Un fonctionnement aberrant du cortex auditif

Les acouphènes sont des bruits générés spontanément dans la voie auditive, sans qu’ils proviennent de l’extérieur. Ils sont le plus souvent liés à une perte auditive, même s’ils ont parfois une autre origine. Les chercheurs en clarifient peu à peu les mécanismes, pour tenter de proposer des solutions efficaces et durables aux patients les plus affectés. 

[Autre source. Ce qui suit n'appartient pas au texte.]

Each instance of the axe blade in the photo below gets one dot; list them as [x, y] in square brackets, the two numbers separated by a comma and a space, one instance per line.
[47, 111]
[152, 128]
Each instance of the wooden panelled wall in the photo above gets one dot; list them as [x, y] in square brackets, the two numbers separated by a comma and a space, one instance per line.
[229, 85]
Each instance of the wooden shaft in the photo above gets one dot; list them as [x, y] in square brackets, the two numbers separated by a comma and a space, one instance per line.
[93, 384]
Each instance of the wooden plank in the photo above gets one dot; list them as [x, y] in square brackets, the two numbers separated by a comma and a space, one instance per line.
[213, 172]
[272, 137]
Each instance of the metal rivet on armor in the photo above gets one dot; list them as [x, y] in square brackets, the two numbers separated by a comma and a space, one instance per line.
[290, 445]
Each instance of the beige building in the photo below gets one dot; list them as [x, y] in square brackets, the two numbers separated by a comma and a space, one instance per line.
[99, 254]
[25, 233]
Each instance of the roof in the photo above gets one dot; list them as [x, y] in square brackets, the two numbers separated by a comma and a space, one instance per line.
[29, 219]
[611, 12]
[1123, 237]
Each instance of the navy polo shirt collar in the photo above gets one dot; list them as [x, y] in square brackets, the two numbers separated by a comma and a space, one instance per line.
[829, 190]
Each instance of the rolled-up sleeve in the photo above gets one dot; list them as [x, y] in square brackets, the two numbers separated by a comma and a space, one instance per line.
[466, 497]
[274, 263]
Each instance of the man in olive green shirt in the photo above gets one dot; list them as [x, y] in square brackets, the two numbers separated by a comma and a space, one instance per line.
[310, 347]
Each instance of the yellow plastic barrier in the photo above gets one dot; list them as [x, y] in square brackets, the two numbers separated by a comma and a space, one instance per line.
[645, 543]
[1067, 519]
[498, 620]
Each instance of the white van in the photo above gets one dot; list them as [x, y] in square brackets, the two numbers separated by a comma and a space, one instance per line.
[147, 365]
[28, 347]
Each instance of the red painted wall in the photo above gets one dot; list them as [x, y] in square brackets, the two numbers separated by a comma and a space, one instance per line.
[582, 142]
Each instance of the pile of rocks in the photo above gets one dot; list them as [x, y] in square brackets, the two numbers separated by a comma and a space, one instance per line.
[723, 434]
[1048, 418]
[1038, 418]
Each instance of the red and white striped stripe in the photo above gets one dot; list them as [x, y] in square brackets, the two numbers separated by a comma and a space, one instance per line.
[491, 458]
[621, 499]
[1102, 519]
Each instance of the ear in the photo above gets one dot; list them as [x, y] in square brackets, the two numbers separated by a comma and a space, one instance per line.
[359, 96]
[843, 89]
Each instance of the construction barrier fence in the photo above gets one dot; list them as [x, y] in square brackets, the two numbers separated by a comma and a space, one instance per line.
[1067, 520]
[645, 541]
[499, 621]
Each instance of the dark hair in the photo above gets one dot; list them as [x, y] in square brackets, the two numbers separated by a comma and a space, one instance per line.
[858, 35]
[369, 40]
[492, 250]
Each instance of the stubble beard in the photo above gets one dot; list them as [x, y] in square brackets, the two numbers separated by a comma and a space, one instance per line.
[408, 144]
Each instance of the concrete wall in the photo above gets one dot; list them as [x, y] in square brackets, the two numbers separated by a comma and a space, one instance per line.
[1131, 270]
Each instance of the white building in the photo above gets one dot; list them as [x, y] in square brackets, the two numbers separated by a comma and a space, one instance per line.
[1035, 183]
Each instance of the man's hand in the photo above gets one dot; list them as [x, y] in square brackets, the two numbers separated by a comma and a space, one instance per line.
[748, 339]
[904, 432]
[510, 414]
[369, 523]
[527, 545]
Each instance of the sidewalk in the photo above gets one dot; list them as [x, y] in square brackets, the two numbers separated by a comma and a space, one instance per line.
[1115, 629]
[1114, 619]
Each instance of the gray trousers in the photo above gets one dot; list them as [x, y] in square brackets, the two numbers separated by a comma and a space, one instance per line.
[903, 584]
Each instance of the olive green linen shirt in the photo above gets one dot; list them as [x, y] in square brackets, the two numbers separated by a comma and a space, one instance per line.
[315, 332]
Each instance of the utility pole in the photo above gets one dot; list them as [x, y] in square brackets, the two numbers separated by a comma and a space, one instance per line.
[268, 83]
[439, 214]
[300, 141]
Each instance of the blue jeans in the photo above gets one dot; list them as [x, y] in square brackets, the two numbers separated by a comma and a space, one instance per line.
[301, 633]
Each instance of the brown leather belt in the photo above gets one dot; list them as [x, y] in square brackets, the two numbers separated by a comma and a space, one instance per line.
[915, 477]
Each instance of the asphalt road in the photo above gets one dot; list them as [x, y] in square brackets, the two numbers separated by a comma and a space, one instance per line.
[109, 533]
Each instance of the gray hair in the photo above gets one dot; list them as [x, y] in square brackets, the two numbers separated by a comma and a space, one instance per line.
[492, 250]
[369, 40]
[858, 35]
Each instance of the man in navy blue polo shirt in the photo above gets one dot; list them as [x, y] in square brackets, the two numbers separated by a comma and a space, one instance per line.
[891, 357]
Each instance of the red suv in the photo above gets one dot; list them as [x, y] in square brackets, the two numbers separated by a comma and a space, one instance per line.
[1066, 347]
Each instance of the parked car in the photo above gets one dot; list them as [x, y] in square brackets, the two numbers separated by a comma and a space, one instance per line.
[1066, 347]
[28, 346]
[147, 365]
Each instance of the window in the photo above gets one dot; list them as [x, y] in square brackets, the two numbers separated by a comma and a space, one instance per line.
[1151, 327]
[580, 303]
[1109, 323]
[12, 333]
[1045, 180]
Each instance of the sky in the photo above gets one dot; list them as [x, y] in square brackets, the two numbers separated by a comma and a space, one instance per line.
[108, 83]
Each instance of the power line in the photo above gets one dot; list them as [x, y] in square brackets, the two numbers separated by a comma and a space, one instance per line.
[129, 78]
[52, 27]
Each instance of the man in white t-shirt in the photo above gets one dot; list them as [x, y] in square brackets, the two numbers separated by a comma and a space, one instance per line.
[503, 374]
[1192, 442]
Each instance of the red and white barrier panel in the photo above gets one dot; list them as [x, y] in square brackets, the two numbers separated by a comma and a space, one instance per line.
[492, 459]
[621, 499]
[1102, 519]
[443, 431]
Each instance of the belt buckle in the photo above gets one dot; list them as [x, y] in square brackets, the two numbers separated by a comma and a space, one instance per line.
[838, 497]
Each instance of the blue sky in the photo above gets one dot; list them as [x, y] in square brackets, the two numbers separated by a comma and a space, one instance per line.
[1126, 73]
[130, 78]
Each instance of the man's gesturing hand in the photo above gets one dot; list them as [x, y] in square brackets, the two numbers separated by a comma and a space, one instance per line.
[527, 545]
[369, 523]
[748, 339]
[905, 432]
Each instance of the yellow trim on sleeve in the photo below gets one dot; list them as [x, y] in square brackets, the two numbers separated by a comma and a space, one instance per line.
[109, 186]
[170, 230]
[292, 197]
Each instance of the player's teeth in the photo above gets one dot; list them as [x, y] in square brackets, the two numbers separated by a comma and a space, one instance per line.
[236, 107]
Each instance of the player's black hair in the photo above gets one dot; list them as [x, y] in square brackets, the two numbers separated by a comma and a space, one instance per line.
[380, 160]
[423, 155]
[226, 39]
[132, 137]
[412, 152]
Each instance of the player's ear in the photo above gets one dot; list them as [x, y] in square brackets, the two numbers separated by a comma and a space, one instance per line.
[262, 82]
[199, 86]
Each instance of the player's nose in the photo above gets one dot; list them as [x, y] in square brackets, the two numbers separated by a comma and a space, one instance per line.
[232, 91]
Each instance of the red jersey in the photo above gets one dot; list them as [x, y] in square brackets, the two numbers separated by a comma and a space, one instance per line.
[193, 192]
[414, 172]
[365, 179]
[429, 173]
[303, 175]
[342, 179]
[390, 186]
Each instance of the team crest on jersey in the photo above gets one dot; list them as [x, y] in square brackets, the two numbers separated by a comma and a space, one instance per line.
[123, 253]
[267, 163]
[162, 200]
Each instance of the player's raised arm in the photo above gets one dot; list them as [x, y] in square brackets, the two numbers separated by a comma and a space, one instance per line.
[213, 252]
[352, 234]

Dossier réalisé en collaboration avec Jean-Luc Puel (unité Inserm 1051/université de Montpellier, Institut des neurosciences de Montpellier)

Comprendre les acouphènes

Les acouphènes sont des sifflements, des grésillements ou des bourdonnements d’oreille, quine proviennent pas du monde extérieur. Survenant dans une seule ou deux oreilles, ils peuvent être continus ou intermittents, transitoires ou persistants.  Un acouphène persistant peut durer plusieurs mois, voire plusieurs années. 

Dans environ 80% des cas, les acouphènes sont associés à des troubles de l’audition. Dans les autres cas, bien qu’aucun déficit ne soit retrouvé à l’audiogramme, l’existence de lésions indétectables des fibres nerveuses auditives n’est pas à exclure.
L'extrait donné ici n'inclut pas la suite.